Fragmen Wayang Wong Pregiwa, dokumentasi Kassian Cephas, Photography in the Service of The Sultan/KITLV
Drama tari yang berasal dari Mataram Kuno di Jawa Tengah ini kemudian dilestarikan oleh kerajaan-kerajaan penerusnya seperti Kediri, Singasari, dan Majapahit. Ketika Kerajaan Mataram Islam dibagi menjadi Kesultanan Yogyakarta dan Kasunanan Surakarta pada tahun 1755, Sri Sultan Hamengku Buwono I (1755-1792) sebagai pendiri dan raja pertama Kesultanan Yogyakarta menggubah dan mencipta ulang kesenian tersebut. Di Yogyakarta, Wayang Wong ditempatkan pada posisi terhormat. Wayang Wong menjadi pertunjukan ritual kenegaraan dan untuk merayakan upacara-upacara penting seperti ulang tahun penobatan dan pernikahan anak Sultan.
Pergelaran Wayang Wong pertama di Yogyakarta diperkirakan diselenggarakan tahun 1757 dengan mengangkat lakon Gandawardaya, sebuah carangan (cabang cerita) dari kisah Mahabharata. Pada saat itu, pertunjukan masih menggunakan pola pertunjukan wayang kulit. Panggung berbentuk sempit tetapi panjang dan pergerakan pemainnya menggunakan pola dua dimensi.

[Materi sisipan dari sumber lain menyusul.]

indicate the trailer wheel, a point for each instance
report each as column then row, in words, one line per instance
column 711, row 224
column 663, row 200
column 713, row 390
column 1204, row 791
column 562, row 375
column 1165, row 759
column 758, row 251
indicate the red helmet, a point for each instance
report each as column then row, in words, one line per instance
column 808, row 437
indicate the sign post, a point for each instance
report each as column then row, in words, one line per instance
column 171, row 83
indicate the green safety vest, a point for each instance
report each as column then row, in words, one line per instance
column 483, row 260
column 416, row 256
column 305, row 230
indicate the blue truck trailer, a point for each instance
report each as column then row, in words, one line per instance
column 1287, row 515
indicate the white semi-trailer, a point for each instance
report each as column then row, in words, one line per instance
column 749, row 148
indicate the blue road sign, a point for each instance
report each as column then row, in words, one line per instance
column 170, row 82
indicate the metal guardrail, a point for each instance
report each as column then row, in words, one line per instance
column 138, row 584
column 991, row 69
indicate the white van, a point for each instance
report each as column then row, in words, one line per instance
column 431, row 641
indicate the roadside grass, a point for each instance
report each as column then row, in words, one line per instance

Wayang Wong lakon Jaya Semadi, dokumentasi Kassian Cephas, Photography in the Service of The Sultan/KITLV
Perkembangan Wayang Wong
Sri Sultan Hamengku Buwono V (1823-1855) yang terkenal memiliki perhatian besar pada seni dan budaya memberi andil besar bagi perkembangan Wayang Wong. Bahkan terdapat babad yang menceritakan bahwa beliau ditemani oleh Pangeran Mangkubumi, adiknya yang kelak menjadi Sri Sultan Hamengku Buwono VI, menari bersama dalam sebuah pertunjukan Wayang Wong. Pada masa pemerintahannya, Wayang Wong dipentaskan sedikitnya lima kali.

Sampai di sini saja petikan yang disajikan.